Za głównego niszczyciela marzeń kibice wskazują Ronalda Araújo. Stoper przed upływem 30. minuty dopuścił się przewinienia na skrzydłowym PSG, skutkującym bezpośrednią czerwoną kartką. Z prowadzenia 1:0 po końcowym gwizdku Istvána Kovácsa zrobiło się 1:4.
Na gorąco po zakończeniu rywalizacji do spornej sytuacji niejednoznacznie odniósł się Frenkie de Jon. Holenderski pomocnik dał do zrozumienia, że arbiter z Rumunii mógł potraktować tę sytuację znacznie łagodniej.

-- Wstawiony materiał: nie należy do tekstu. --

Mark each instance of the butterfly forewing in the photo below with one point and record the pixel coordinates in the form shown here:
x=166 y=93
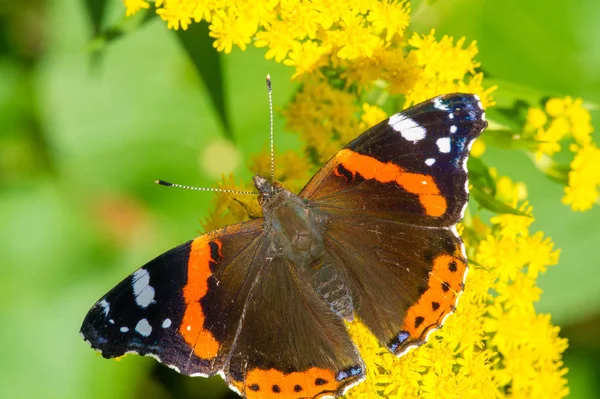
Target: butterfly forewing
x=409 y=168
x=393 y=197
x=183 y=307
x=263 y=303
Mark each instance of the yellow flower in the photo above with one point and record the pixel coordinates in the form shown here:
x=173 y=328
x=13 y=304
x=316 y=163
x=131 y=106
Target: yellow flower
x=342 y=52
x=536 y=118
x=133 y=6
x=306 y=57
x=229 y=29
x=390 y=16
x=562 y=118
x=583 y=190
x=371 y=116
x=177 y=13
x=555 y=107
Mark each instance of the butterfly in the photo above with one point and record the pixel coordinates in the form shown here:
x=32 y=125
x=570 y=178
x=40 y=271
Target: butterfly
x=263 y=303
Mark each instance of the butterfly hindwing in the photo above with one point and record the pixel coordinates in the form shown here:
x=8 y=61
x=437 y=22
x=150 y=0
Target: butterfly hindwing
x=410 y=167
x=404 y=280
x=263 y=303
x=291 y=345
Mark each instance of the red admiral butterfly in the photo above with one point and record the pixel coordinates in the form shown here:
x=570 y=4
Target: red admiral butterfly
x=263 y=302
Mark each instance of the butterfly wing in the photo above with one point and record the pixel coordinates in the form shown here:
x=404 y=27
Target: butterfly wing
x=291 y=345
x=227 y=303
x=184 y=307
x=410 y=167
x=393 y=197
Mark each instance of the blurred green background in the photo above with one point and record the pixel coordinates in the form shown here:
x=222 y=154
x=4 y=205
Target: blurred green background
x=83 y=135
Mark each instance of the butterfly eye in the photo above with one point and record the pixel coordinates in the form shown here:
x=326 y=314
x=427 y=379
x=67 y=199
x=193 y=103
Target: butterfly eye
x=261 y=199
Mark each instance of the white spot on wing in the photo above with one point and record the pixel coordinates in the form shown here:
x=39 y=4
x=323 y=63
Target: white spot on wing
x=142 y=290
x=437 y=104
x=105 y=306
x=407 y=128
x=444 y=144
x=143 y=328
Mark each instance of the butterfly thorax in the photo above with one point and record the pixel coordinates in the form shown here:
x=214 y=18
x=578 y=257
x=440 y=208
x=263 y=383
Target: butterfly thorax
x=295 y=231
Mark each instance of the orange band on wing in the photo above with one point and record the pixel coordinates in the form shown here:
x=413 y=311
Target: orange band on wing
x=273 y=384
x=192 y=325
x=387 y=172
x=445 y=282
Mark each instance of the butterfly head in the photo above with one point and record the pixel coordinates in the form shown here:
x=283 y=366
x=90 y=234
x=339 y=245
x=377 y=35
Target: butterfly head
x=271 y=193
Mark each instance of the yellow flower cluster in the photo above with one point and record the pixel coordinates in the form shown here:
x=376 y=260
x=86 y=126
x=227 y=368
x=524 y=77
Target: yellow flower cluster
x=363 y=40
x=562 y=119
x=343 y=52
x=583 y=190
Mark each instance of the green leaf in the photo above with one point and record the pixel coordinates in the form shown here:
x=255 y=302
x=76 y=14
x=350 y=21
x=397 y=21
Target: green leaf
x=207 y=61
x=95 y=10
x=492 y=204
x=480 y=177
x=509 y=140
x=124 y=26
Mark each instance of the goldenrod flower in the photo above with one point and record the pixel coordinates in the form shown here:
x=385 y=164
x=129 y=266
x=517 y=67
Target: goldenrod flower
x=583 y=190
x=133 y=6
x=563 y=119
x=495 y=345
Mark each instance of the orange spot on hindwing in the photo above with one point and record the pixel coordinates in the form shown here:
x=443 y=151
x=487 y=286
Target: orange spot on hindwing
x=423 y=186
x=444 y=285
x=273 y=384
x=204 y=253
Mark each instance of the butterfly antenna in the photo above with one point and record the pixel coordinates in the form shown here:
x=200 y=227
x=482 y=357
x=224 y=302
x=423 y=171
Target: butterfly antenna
x=270 y=91
x=218 y=190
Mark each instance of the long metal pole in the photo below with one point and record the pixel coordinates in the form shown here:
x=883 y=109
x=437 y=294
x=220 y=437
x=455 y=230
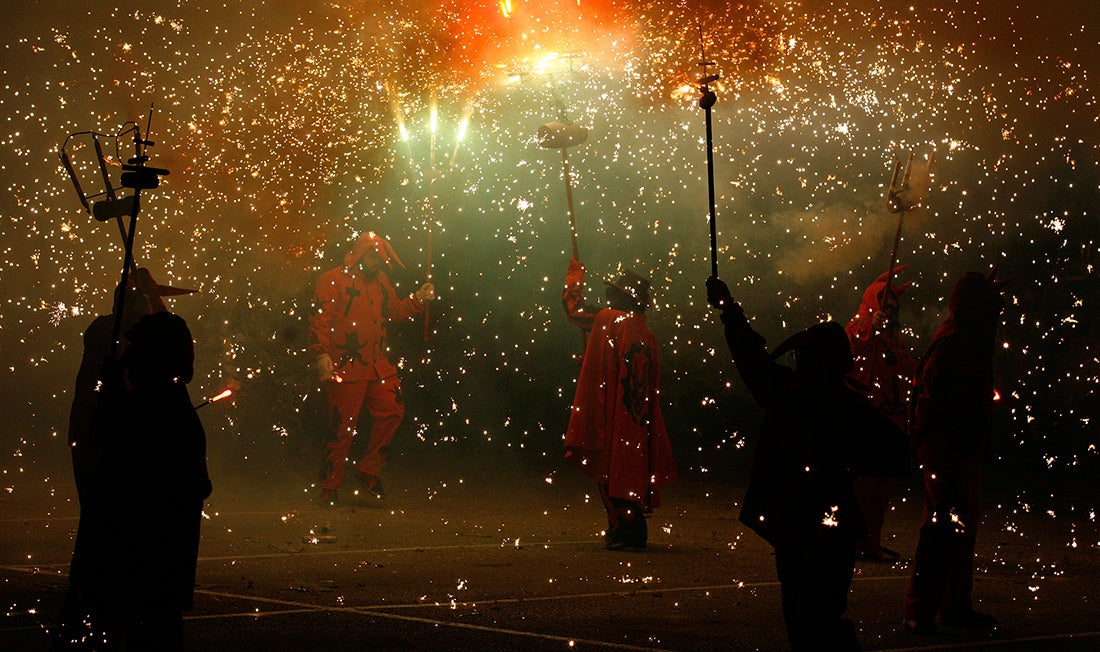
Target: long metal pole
x=706 y=102
x=569 y=200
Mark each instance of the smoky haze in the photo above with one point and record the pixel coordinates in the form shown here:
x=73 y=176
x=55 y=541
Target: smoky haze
x=292 y=129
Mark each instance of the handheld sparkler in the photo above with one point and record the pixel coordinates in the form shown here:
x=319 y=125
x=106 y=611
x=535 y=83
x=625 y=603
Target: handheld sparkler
x=224 y=394
x=706 y=100
x=902 y=198
x=561 y=135
x=138 y=177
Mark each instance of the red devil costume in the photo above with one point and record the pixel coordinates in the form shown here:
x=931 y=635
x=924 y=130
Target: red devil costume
x=952 y=427
x=816 y=435
x=348 y=341
x=616 y=432
x=884 y=368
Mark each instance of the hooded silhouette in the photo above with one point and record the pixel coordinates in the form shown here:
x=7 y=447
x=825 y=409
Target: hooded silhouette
x=816 y=434
x=952 y=428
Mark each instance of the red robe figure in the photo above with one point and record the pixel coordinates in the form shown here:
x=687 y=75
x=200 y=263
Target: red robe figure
x=884 y=368
x=816 y=435
x=952 y=427
x=616 y=431
x=348 y=340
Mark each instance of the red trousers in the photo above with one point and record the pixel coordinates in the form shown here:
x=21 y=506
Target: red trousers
x=386 y=407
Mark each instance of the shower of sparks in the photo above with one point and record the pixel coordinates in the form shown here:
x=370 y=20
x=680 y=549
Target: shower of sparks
x=287 y=133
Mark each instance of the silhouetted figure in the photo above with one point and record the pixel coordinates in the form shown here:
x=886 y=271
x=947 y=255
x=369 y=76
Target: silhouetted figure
x=78 y=622
x=816 y=434
x=616 y=431
x=952 y=426
x=151 y=483
x=348 y=340
x=883 y=368
x=79 y=625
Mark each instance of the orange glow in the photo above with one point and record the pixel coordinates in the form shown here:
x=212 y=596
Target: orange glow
x=226 y=394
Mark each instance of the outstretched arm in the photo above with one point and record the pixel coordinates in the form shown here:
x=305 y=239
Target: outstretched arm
x=746 y=345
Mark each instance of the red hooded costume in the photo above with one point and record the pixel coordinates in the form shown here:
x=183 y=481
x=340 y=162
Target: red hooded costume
x=616 y=432
x=952 y=426
x=884 y=369
x=349 y=327
x=882 y=360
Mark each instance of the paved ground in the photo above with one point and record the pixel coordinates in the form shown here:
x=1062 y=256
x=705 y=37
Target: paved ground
x=501 y=551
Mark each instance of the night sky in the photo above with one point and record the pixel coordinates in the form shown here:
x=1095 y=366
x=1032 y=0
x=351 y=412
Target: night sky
x=290 y=128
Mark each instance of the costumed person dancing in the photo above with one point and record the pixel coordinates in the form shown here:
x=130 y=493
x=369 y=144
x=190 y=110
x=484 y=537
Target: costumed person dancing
x=816 y=434
x=616 y=432
x=884 y=369
x=952 y=428
x=348 y=340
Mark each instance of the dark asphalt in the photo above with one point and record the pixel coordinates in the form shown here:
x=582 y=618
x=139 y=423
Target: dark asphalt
x=502 y=551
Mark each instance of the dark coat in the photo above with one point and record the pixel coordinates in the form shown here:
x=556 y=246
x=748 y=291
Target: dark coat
x=152 y=478
x=815 y=437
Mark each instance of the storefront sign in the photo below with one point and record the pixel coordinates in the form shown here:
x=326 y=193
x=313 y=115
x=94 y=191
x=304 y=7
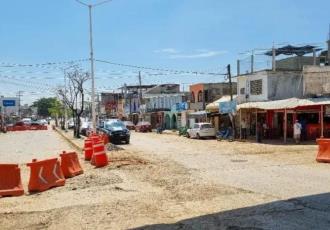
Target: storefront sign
x=8 y=103
x=327 y=110
x=227 y=107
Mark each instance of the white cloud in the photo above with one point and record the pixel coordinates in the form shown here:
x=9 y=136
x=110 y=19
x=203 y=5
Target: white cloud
x=167 y=51
x=199 y=54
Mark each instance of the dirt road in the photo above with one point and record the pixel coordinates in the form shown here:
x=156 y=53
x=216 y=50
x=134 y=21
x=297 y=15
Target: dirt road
x=170 y=182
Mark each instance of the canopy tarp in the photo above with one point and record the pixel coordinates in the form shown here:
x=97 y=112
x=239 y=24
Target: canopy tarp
x=214 y=106
x=290 y=50
x=290 y=103
x=197 y=114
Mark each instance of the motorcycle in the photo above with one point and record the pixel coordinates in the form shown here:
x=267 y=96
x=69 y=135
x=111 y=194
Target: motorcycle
x=225 y=134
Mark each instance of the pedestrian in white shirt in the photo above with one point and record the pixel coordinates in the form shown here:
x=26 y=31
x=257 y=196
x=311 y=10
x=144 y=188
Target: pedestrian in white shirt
x=243 y=127
x=296 y=131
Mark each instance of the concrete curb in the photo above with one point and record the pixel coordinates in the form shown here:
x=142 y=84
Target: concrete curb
x=76 y=146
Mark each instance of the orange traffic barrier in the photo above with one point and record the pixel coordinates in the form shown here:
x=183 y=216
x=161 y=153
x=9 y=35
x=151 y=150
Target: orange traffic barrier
x=88 y=150
x=10 y=180
x=70 y=164
x=99 y=158
x=45 y=175
x=323 y=154
x=105 y=138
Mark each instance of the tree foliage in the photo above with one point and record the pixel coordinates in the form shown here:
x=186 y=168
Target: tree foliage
x=73 y=97
x=43 y=105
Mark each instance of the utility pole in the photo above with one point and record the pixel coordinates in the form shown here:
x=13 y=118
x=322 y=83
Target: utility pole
x=329 y=47
x=140 y=94
x=230 y=83
x=252 y=61
x=274 y=58
x=19 y=95
x=140 y=85
x=231 y=98
x=90 y=7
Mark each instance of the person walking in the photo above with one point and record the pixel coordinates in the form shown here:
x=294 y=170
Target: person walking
x=297 y=131
x=243 y=127
x=259 y=132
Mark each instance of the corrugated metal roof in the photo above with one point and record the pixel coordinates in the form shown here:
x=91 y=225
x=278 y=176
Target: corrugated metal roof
x=214 y=106
x=290 y=103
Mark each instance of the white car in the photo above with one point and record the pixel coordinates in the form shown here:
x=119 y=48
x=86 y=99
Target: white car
x=43 y=122
x=201 y=130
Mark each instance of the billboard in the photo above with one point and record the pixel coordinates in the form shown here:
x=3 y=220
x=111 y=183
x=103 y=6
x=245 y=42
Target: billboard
x=227 y=107
x=8 y=103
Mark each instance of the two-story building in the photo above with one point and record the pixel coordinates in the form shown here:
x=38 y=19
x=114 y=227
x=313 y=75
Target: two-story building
x=277 y=98
x=204 y=93
x=159 y=102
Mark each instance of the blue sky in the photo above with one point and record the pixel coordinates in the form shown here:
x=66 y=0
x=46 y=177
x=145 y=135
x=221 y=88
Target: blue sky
x=186 y=35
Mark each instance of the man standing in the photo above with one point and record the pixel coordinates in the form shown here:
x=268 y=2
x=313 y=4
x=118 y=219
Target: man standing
x=243 y=127
x=297 y=131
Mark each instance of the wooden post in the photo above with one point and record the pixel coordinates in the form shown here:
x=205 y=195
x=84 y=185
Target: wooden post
x=240 y=126
x=256 y=125
x=322 y=128
x=285 y=126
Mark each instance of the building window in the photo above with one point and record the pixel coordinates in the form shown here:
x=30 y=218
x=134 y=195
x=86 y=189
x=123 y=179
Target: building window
x=192 y=97
x=256 y=87
x=225 y=91
x=200 y=96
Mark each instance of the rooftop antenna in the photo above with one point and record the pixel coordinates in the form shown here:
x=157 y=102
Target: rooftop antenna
x=329 y=46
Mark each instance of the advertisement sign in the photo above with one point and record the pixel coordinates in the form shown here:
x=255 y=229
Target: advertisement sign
x=178 y=107
x=8 y=103
x=227 y=107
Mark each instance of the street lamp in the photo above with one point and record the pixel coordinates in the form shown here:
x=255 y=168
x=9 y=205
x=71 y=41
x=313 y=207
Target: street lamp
x=90 y=6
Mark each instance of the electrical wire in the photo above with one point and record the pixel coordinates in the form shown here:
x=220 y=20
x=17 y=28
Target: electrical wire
x=157 y=69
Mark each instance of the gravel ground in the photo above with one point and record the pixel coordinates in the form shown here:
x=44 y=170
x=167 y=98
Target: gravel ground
x=171 y=182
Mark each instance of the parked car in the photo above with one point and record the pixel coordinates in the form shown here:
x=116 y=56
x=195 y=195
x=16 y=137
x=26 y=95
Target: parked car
x=70 y=123
x=43 y=121
x=35 y=123
x=143 y=126
x=201 y=130
x=26 y=121
x=129 y=125
x=86 y=128
x=116 y=131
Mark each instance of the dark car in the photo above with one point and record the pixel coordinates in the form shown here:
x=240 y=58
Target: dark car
x=130 y=125
x=143 y=126
x=116 y=131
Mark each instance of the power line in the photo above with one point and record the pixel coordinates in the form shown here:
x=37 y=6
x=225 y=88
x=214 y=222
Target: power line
x=159 y=69
x=10 y=65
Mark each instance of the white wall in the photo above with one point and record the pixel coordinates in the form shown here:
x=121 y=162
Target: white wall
x=244 y=82
x=11 y=109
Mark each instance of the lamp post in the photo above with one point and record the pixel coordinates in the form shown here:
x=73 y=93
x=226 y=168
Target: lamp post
x=90 y=7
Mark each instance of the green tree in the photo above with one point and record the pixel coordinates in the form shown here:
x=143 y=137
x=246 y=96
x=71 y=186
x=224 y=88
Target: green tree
x=43 y=104
x=56 y=111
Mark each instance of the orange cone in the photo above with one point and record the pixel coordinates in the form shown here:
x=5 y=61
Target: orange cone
x=323 y=154
x=45 y=175
x=88 y=150
x=99 y=158
x=10 y=180
x=70 y=164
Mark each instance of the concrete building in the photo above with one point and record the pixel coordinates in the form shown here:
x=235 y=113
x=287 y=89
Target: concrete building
x=316 y=81
x=9 y=106
x=205 y=93
x=268 y=85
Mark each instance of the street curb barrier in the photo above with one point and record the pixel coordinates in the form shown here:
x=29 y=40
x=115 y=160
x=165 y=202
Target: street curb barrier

– Strzeliliśmy na 1:0, mieliśmy znaczną przewagę, ale gdy grasz na europejskim poziomie przez większość czasu w dziesiątkę przeciwko takiej drużynie jak PSG, po prostu musisz cierpieć. Próbowaliśmy coś zdziałać, ale nie potrafiliśmy – wyznał rozczarowany Holender.
– Wyrzucenie Araújo? Nie widziałem dokładnie momentu przewinienia, nie mogę nic więcej powiedzieć poza tym, że Barcola tracił kontrolę nad piłką i była ona już blisko rąk naszego bramkarza. Takie jest moje odczucie.
– Próbowaliśmy wszystkiego, walczyliśmy, ale nie udało się. To dla nas mocny cios. Byliśmy przekonani, że damy radę, ale musimy się podnieść i spróbować jeszcze raz podjąć się wyzwania w następnym sezonie – podsumował.
De Jong jeszcze ani razu nie miał okazji wznieść w górę Pucharu Europy. Najbliższej tego wyczynu był w barwach Ajaksu Amsterdam (sezon 2018/2019), lecz wówczas odpadł po dramatycznym półfinale z Tottenhamem.